Düsseldorf Franka Potente überrascht mit Romandebüt

Düsseldorf · Die Schauspielerin verwebt in "Allmählich wird es Tag" die Finanzkrise mit der Lebenswelt der US-Mittelklasse.

Ihr Buch spielt da, wo sie sich inzwischen bestens auskennt, besser vielleicht als Lola in Berlin. Lola aus "Lola rennt" ist die Figur, die Franka Potente Ende der 90er Jahre berühmt gemacht hat. Doch seit einigen Jahren lebt die Schauspielerin in Los Angeles, mit ihren zwei Kindern und ihrem Mann Derek Richardson, der ebenfalls Schauspieler ist. Und in L.A. siedelt sie auch die Geschichte ihres ersten Romans an. Amerika sei jetzt ihre Heimat, von dort wolle sie nicht mehr weg. Ihre Kinder lernen nur Englisch, kein Deutsch, weil ihr das auf Dauer zu anstrengend sei.

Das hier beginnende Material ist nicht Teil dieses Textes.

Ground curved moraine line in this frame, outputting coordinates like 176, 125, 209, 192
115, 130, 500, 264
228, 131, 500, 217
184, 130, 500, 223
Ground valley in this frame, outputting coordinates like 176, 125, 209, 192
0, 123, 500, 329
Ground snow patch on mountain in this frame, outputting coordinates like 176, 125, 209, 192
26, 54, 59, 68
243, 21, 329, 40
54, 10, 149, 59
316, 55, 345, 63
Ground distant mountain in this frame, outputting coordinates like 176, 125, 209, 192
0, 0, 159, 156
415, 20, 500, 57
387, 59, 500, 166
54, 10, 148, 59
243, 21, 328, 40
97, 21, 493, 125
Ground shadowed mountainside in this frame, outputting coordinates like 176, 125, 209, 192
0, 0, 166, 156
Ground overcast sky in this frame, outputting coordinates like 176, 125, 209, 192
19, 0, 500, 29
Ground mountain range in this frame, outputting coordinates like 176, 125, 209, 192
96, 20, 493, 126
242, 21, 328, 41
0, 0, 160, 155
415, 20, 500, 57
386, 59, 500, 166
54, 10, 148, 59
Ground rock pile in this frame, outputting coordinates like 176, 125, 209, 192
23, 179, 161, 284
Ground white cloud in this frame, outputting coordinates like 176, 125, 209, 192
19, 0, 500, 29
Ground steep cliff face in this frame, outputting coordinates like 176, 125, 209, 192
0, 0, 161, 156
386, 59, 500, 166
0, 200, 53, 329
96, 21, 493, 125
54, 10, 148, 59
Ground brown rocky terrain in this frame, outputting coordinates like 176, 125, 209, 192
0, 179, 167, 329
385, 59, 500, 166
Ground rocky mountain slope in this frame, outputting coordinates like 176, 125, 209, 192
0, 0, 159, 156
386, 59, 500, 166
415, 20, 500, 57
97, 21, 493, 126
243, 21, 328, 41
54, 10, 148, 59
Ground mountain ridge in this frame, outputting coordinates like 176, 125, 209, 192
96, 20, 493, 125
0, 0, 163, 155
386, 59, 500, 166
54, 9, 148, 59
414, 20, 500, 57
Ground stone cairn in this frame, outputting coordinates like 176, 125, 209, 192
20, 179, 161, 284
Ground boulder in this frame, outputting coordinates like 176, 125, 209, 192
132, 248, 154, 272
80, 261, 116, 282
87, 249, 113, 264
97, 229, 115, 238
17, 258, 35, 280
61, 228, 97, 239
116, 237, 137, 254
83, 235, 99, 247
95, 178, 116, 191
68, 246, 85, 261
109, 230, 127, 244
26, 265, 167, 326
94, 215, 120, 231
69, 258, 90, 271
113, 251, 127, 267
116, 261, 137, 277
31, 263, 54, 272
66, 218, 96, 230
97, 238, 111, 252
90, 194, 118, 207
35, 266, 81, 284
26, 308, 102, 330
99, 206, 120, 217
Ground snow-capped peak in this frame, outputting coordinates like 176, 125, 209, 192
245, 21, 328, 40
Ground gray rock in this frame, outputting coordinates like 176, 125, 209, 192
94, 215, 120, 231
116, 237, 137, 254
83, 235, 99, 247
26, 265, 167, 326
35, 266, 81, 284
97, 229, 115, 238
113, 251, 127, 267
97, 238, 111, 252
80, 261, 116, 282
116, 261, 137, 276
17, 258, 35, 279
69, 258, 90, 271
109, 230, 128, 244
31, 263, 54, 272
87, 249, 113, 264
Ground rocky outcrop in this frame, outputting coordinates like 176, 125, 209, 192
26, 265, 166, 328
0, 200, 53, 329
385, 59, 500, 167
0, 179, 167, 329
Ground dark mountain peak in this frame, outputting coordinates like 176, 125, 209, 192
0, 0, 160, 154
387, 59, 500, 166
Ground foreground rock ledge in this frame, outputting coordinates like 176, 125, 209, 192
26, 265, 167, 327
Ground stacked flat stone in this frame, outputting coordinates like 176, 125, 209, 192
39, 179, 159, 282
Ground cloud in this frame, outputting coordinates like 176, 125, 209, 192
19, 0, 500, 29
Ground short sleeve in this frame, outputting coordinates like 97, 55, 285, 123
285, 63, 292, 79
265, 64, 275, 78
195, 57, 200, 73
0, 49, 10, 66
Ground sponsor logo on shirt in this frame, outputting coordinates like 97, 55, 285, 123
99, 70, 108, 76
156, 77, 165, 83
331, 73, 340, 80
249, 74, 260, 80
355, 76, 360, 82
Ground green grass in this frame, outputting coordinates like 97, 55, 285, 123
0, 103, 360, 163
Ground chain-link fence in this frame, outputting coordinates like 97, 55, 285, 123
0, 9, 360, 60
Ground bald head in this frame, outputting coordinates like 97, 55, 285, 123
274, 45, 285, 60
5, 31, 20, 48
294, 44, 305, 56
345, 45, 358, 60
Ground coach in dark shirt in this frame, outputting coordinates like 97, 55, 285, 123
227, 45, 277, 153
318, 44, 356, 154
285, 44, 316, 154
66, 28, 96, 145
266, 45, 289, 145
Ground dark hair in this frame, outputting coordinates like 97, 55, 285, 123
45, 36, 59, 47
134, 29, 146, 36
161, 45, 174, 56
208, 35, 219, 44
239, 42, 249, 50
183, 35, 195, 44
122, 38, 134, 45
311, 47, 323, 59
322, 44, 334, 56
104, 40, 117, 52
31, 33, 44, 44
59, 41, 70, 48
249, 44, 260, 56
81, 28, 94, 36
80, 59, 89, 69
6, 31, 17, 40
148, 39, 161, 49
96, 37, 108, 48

Franka Potente wird in diesem Jahr 40 – einen Roman zu schreiben, das habe ihr noch gefehlt. Es sei eines der unerfüllten Dinge von ihrer Liste gewesen. Jetzt kann die mehrfache Filmpreisträgerin ein Häkchen dahinter machen: In dieser Woche ist ihr erster Roman erschienen. "Allmählich wird es Tag" ist weder Krimi noch Frauenbuch. Es ist die Geschichte eines Mannes in den späten Vierzigern, der plötzlich seinen Job und seine Ehefrau verliert und in einen Sumpf aus Alkohol und Drogen gerät. Von seinem früheren Leben als Banker erkennt er nur noch Bruchteile wieder – wie "der trockene Pool, dessen Boden jetzt mit einem riesigen Berg verkohlter Gegenstände und Ruß bedeckt ist, kein Türkis mehr zu sehen". Potente verwebt die Folgen der Finanzkrise mit der Lebenswelt der amerikanischen Mittelklasse. "Wie ein gefällter Baum lag er da" – das ist die erste Beschreibung von Protagonist Tim Wilkins, der aber nicht tot ist, sondern nur schrecklich betrunken. Nach und nach erfährt der Leser, was alles schiefgegangen ist im Leben des früheren Erfolgsmanns, dass er seine Frau geschlagen und sich mit seinen Freunden zerstritten hat.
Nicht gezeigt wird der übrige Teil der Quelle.